UK inflation, and so Scottish inflation, was suggested this week to have reached 2.5 per cent per annum during June this year. If some economists were to be believed this suggests that the Bank of England should now be planning measures to tackle this inflation because of the risks it supposedly creates for our economy. I am not one of them.
The consumer prices index that is used to measure inflation is a fairly crude measure. What inflation is, of course, is a general increase in prices in the economy which results in a fall in the value of money. No-one much appreciates the value of their money falling, but before anyone panics about what is happening it’s fairly important to put the current increase in inflation in context.
To do that think back a year, because that’s pretty much what the consumer prices index demands that we do. In June 2020 all the governments in the UK were doing their best to keep us locked down, and the economy shut. We all understand the reasons for that, of course, but it must be remembered how unusual that was. Nothing like that had happened before in peacetime anywhere in the UK, or anywhere else, come to that.

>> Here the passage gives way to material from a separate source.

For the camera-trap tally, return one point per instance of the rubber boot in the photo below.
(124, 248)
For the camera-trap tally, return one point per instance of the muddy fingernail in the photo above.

That a year on, as our governments are encouraging us to think that life is returning to normal again (a third wave of Covid apart), it is hardly surprising that the resulting significant increase in economic activity between this June and last is going to be reflected in some price increases.
Now think forward a year. Is it likely that the contrast between this year and next is going to be as big as that between this year and last? My answer is that it might be, but only if in a year’s time we are locking down yet again, and who knows what might happen?
Assuming we can avoid that fate, then actually at best next year might look much the same as now, unless the failure to agree terms with the EU on Northern Ireland makes trade very much worse, which would also be on a one-off event, very unlikely to repeat. In other words, the only real inflation-related risks the economy looks likely to face right now are from Covid and political choices.
Now compare those risks to the only two tools that the Bank of England has to tackle inflation. They are increases in interest rates, and the reversal of quantitative easing, which is the process that’s been used to inject more than £300 billion of new government-created money into the economy to keep it afloat in the last year.
There is no way that either of these tools is able to tackle inflation caused by Covid re-opening or political risk. That type of inflation is tackled by masks, lockdowns and ministers finally accepting the terms of the Northern Ireland Protocol that they signed in December 2019. What that means is that the Bank of England should sit on its hands right now and leave whatever inflation we get to simply work through the system.
That’s not to say we should ignore that inflation. The Scottish Government needs to think about how it can help those most hit by it – as many people on low incomes will be. I hope that they do.
As important in the longer term, all those with an interest in Scottish economics need to realise how vulnerable Scotland would be to inappropriate decisions on interest rates and quantitative easing if Scotland still used sterling after independence when the inflation the Bank of England might then be tackling might have nothing to do with Scotland.
It really is time that this was appreciated by the whole independence movement. Wanting independence from Westminster is core to the independence argument, but without independence from the Bank of England, it will not happen.
Scotland simply cannot be independent without its own currency, its own central bank, its own inflation targets and its own economic decision-makers tasked with delivering for Scotland.